We know that centers by their very location must break. They must. And this breakage, this center that cannot hold is an odd, yet important expression of love that deserves respect, requires not advice, but merely our witnessing--allowing others to seize their own perimeter. 

Saturday, April 30, 2016

#SOL16: Two Futures. One Past.

I.

So I'm following a link Simon Ensor (@sensor63) tweeted and when I read the poem he has posted, I slow down. It's a poem about many things, the least of which is an accounting of the death of the speaker's father.

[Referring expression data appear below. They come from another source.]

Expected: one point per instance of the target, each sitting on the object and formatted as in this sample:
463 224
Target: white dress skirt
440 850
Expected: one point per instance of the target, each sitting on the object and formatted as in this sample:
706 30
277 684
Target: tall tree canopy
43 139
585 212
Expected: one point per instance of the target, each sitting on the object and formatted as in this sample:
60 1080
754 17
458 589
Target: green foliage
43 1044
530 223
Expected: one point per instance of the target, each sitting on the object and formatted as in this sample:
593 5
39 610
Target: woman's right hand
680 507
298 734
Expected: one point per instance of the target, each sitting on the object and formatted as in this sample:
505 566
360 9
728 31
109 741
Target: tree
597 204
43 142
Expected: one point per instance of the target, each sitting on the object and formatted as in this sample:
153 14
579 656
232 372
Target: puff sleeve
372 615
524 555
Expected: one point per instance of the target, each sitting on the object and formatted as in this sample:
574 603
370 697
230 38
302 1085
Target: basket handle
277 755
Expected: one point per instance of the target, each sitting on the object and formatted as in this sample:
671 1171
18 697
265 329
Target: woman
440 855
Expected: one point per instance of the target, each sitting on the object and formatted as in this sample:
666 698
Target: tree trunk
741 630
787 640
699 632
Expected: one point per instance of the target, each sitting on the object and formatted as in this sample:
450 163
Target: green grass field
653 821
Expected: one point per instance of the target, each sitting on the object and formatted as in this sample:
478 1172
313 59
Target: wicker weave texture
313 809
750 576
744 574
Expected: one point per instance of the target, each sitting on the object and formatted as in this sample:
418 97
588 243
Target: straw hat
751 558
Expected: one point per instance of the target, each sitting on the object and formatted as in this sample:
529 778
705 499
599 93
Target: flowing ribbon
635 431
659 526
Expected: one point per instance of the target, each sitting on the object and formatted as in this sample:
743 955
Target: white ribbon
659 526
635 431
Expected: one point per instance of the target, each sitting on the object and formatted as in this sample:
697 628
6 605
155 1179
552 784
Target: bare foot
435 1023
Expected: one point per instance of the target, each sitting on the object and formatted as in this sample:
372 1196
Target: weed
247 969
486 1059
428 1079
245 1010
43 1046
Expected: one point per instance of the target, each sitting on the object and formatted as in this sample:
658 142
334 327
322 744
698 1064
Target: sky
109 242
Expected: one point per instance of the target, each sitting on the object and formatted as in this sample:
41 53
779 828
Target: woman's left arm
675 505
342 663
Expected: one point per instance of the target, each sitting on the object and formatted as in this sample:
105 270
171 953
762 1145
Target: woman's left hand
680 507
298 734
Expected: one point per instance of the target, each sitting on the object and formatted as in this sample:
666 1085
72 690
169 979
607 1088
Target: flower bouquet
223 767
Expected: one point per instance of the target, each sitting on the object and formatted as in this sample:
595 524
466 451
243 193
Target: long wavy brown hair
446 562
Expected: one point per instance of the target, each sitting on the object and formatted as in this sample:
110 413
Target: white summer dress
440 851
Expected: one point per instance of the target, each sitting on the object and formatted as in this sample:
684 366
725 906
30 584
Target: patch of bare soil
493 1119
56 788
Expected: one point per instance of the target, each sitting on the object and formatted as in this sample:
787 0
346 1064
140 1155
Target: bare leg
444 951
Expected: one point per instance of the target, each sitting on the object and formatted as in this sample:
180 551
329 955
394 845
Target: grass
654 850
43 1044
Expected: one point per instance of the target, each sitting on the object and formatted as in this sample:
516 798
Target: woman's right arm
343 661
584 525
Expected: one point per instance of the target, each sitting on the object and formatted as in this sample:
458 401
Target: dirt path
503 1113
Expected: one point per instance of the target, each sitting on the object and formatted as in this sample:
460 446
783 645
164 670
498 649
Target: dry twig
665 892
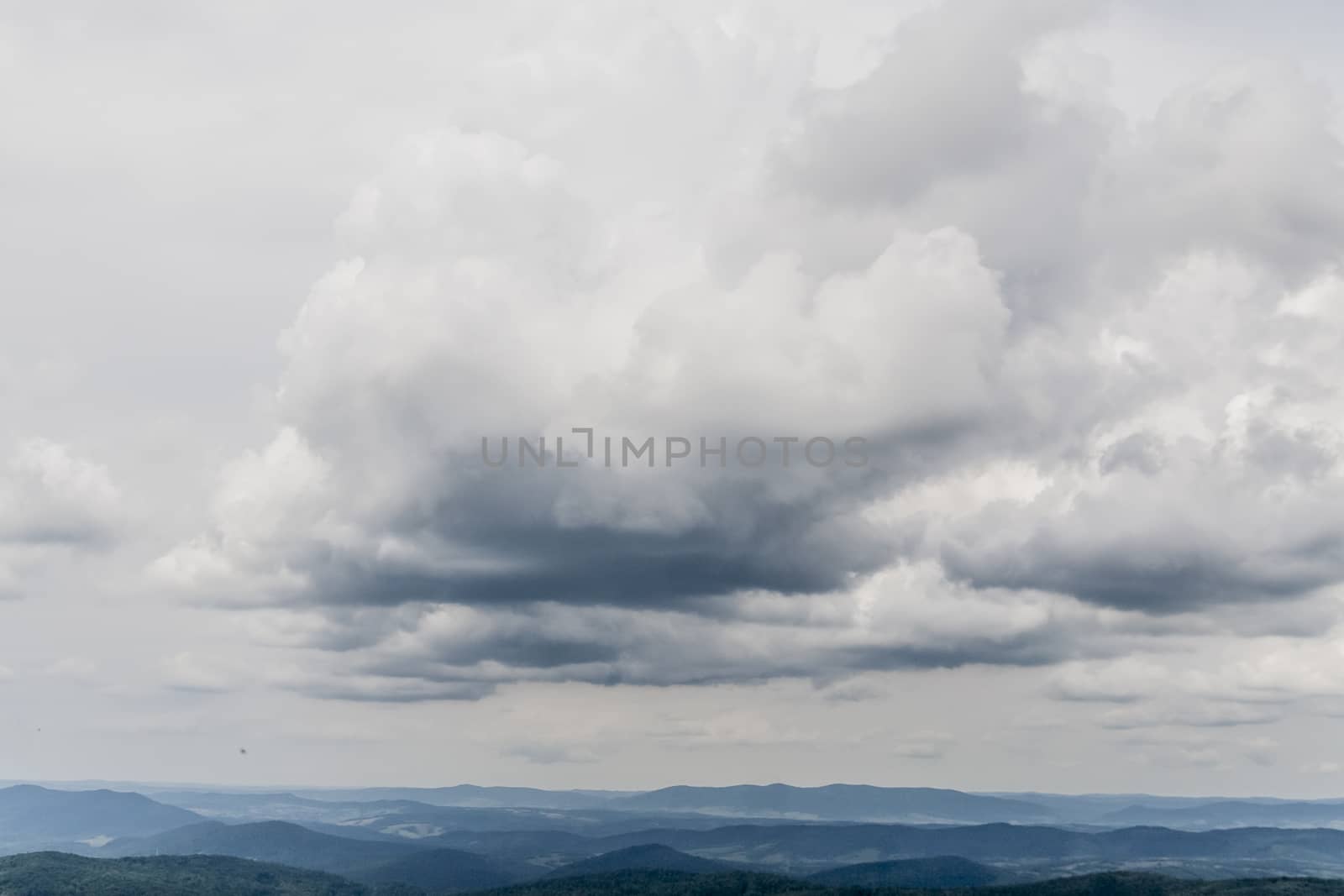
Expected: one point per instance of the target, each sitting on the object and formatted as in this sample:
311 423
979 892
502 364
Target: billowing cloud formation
1093 363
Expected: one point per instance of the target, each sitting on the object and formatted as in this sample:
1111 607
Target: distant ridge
839 802
34 817
645 857
937 872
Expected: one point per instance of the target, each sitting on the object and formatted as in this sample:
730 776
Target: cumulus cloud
1093 362
51 503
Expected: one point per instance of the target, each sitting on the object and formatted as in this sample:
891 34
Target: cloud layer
1093 358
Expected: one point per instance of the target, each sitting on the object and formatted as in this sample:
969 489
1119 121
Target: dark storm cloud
1089 358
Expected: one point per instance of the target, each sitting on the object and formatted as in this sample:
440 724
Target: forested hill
66 875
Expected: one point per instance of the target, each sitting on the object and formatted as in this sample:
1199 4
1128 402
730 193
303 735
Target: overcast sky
1072 270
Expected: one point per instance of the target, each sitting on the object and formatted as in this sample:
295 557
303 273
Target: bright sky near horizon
272 270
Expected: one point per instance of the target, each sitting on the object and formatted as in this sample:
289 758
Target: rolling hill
837 802
647 857
444 871
35 817
269 841
65 875
938 872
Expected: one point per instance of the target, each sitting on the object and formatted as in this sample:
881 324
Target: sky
1057 281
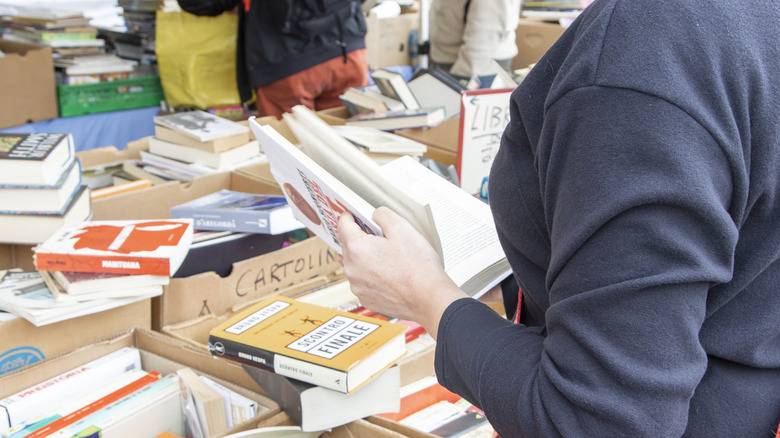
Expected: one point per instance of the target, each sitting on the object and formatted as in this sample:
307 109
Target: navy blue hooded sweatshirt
637 196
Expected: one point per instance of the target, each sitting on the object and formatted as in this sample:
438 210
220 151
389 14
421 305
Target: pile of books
40 187
192 143
426 99
114 395
390 104
87 267
231 226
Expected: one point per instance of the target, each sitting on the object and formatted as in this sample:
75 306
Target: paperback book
217 145
394 85
334 349
154 247
330 177
201 125
44 199
317 408
401 119
33 228
239 211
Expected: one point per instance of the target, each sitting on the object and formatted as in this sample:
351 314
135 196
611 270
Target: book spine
78 414
224 220
21 406
280 364
97 263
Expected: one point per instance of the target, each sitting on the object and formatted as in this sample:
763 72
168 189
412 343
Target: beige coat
468 40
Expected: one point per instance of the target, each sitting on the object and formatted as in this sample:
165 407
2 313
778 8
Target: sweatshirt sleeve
635 195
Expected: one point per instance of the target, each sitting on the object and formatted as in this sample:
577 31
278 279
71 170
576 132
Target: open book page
472 254
359 172
318 199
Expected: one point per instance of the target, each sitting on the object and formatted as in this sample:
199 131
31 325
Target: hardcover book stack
68 33
231 226
325 367
87 267
40 187
192 143
400 107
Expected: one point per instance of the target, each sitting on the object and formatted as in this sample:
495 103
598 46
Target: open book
330 176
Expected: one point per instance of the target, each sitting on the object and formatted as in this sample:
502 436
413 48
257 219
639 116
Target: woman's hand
399 274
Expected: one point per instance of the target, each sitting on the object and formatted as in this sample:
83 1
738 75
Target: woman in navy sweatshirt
637 196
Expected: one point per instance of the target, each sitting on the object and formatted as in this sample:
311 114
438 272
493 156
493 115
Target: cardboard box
158 353
23 343
187 298
533 38
195 332
27 88
387 39
442 140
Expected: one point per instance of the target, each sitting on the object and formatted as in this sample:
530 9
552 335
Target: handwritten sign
484 113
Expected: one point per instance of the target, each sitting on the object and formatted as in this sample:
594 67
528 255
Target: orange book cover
116 189
154 247
319 345
421 399
74 416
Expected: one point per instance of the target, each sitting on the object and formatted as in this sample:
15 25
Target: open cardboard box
158 353
27 90
187 298
388 39
165 354
23 344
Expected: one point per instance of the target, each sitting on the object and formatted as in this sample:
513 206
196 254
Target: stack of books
397 108
192 143
40 187
381 146
87 267
231 226
43 297
325 367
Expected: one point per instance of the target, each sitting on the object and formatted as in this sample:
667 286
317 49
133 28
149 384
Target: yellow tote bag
196 57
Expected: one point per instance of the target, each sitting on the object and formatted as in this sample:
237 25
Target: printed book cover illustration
316 344
239 211
201 125
155 247
318 198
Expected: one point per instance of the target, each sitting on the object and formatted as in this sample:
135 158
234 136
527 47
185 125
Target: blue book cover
228 210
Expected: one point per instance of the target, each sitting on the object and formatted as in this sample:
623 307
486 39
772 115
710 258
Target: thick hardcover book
217 145
76 283
402 119
381 142
34 228
201 125
208 403
239 211
219 254
34 159
216 160
155 247
24 405
44 199
318 345
435 87
316 408
332 177
394 85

I don't want to follow the speaker up the stairs to where I know surely, death has happened. I don't want to notice what only can be known by experience. My time with Rob. My time watching my husband die is still so raw, so immediate and the details of a death at home and all that comes with it are ones I understand too well. But Simon's words are a traffic accident I cannot look away from and these words compel me to look, to notice, to do what is the most human of things--to bear witness to another's expression of grief. It is this, this bearing witness that makes us human.

Simon writes:

"It was autumn in spring perhaps.

It wasn't winter surely.

It surely wasn't summer.

I backed out of the room.

I walked along the corridor.

I passed the embroidery.

Saying nothing.

My sister and my mother were sitting on the sofa.

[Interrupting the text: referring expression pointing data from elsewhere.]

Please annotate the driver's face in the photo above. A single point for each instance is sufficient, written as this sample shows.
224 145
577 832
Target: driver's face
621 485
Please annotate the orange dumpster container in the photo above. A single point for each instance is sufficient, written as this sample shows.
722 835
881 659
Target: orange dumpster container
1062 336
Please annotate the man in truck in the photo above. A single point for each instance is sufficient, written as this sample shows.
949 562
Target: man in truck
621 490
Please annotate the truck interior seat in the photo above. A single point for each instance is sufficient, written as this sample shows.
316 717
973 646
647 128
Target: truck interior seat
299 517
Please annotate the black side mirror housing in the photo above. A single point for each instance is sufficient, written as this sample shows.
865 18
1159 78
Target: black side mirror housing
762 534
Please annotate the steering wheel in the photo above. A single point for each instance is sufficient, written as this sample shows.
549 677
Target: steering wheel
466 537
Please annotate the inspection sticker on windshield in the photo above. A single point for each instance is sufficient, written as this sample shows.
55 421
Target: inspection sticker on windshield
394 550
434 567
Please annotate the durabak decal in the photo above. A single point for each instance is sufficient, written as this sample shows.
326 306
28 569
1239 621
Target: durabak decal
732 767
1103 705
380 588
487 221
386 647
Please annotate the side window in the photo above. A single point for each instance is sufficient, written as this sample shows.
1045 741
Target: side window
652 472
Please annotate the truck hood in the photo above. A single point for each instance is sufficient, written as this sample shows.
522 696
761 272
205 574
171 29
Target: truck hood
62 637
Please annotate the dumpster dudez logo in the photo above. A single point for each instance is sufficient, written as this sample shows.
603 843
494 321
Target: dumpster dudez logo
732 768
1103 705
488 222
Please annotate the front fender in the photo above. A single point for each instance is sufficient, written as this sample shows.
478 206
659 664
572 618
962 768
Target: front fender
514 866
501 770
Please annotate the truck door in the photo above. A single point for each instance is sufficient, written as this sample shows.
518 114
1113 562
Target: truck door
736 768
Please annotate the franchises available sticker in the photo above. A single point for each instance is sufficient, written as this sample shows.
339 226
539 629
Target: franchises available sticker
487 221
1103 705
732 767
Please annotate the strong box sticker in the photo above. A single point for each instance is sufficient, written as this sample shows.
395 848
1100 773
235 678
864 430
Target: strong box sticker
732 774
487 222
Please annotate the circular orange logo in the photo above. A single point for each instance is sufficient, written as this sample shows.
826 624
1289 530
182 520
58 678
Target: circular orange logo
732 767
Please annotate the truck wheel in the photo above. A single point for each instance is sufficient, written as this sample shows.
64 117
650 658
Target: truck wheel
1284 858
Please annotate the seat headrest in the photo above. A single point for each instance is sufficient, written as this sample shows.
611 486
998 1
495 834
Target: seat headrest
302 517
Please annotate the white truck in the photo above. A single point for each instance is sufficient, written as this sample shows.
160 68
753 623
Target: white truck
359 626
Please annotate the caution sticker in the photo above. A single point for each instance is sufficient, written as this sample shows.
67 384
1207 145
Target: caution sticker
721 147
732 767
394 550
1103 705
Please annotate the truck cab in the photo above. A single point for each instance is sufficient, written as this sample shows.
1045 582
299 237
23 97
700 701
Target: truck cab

Were they sitting on the sofa?

We said nothing.

All was drizzle.

A corpse is a corpse is a corpse.

I never saw the corpse.

My father lives differently..."



And it is the present tense in that last line I have quoted that stops me. "My father lives differently." A corpse is a corpse is a corpse and a father is not. A father lives, like a husband lives, like a mother lives, like the ones we love so deeply live beyond the body through our art and talk and sighs and grief.


II.

The deepest despair blooms and that is a truth about time we can hold.  For time as we name it, know it is slippery, unreliable, and irrational.  It bends to our will and rejects our most deepest wants, our most private fears. We will all die and what that means is mostly informed by what we know of time as we name it now and how the body dies. For a corpse signals the end. What remains beyond the body is less known, less understood, less rational, less comforting in the aftermath of loss. We want the corporeal.

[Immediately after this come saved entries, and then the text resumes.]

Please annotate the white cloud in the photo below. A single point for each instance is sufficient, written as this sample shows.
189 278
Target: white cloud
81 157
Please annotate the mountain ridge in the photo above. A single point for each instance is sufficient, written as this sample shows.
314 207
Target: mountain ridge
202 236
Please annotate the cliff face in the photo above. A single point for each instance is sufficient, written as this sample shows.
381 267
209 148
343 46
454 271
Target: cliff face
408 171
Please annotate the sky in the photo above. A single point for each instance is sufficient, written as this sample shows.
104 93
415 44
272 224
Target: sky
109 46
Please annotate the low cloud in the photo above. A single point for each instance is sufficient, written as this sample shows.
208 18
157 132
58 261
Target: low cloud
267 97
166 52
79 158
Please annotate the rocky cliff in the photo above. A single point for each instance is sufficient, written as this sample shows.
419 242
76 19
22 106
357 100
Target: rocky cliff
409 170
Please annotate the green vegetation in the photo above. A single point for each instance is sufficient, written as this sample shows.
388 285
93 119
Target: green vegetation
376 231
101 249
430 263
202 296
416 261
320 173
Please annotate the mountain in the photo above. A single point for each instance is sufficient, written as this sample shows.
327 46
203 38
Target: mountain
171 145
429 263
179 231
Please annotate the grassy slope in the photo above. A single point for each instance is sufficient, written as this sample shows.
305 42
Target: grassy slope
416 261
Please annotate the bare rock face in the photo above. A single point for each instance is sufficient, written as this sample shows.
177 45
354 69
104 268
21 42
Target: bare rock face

We have made time up and said it is the Truth and organized the story of an entire universe based on this single story. Time is an arrow moving forward. Once there was nothing then there was a bang and time began.

Time is an arrow. Boltzmann told us time flows forward. This morning like most mornings, the cream I pour into my coffee mixes with ease.  It does not unmix.  Here time moves forward.  But here is not the totality of possibilities; it is only the vantage point from which we hypothesize. Julian Barbour, Tim Koslowski, and Flavio Mercarti propose that the Big Bang produces a single past with "two distinct futures emerging from it." They write, "Any internal observer must be in one half of the solution and will only be aware of the records of one branch and deduce a unique past and future direction from inspection of the available records."

Where we stand frames what we know and in doing so, what we cannot know. Imagine that death is the movement from one future to another. Time then is never just an arrow. It is a slim truth we have concocted to organize what is irrational. We live here in these three dimensions and we call that whole and yet grief lives within and beyond that if we let it.

III.

Each death slays us as it opens us to other ways of knowing, being, loving. I know this now.  I know how Rob's death opens me to what is non-orientable, what is unnamed. We know more than we can say is a better truth than time moves forward, leaving those we have loved behind.

Some nights, I sleep in flannel pants he once wore. When it is cool and misting, I wear a flannel shirt of his when I walk outside.  It is the absence and odd clarity of memory that travels with grief that moves me most; makes me most humbled when I read posts like Simon's.  Wallace Stevens knew, like I do now that there's such courage in the saying out loud what we see in the dark.